The variability in expression of recombinant proteins has been analyzed with regard to (a) comparison of clones from the same transfection experiment; (b) comparison of the same genetic construct in different cell lines; (c) the effect of the culture system used (free suspension, aggregate suspension, and microcarrier); and (d) physiochemical parameters in long-term (100d) culture in a macroporous fixed bed bioreactor (FBR). Differences in product expression between clones were accompanied by differences in growth rates, metabolic kinetics, and ability to grow in suspension as opposed to attached culture. The single most important factor affecting product expression when comparing constructs (for SEAP and IgG), cell lines (BHK 21 and myeloma), and culture systems was whether cells were grown in an attached or suspension mode.
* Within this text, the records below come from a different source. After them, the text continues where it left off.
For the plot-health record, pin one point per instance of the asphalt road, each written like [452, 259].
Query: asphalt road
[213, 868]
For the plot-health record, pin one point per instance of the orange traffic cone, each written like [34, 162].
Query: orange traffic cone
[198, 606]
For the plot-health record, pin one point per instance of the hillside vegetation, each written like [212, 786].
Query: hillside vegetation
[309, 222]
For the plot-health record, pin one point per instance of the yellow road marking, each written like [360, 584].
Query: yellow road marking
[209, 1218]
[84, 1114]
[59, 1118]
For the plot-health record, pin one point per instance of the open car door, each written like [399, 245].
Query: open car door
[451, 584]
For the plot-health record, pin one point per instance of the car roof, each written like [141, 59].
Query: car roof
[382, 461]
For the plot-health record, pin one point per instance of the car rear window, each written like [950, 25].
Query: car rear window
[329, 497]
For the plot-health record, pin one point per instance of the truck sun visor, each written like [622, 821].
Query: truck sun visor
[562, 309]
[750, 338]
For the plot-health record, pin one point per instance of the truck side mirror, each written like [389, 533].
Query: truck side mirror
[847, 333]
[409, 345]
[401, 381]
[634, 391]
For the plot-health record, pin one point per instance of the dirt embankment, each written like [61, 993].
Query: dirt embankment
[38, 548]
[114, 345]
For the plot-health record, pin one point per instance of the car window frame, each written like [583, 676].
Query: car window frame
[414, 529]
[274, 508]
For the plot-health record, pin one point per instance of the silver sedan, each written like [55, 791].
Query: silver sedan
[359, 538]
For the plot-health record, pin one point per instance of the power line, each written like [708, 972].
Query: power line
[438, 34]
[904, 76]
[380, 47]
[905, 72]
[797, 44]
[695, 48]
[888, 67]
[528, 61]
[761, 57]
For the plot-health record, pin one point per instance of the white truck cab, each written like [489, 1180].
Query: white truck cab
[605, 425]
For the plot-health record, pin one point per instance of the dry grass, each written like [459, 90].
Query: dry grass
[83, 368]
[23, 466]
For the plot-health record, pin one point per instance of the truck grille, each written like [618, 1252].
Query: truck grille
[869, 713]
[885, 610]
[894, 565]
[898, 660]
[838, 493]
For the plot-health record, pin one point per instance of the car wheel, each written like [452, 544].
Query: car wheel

Thus key factors could be related to cell morphology (suspension versus monolayer), the presence of microenvironments and physiological stress to control growth rate. The relationship of key process parameters to volumetric and specific rAb productivity of the FBR was investigated in a partial factorial experiment with a rBHK cell line. The highest productivity levels are associated with a combination of the highest values tested for re-cycle (195 ml min-1) and dilution rates (1 d-1) and glutamine concentration (2.5 mmol 1-1), plus the lowest values for bead size (2 mm) and inoculum density (10(7) m1-1). Together with data from fluidised bed cultures, these results suggest that higher productivity is not primarily the result of greater cell numbers within the system but more the physicochemical definition of the system.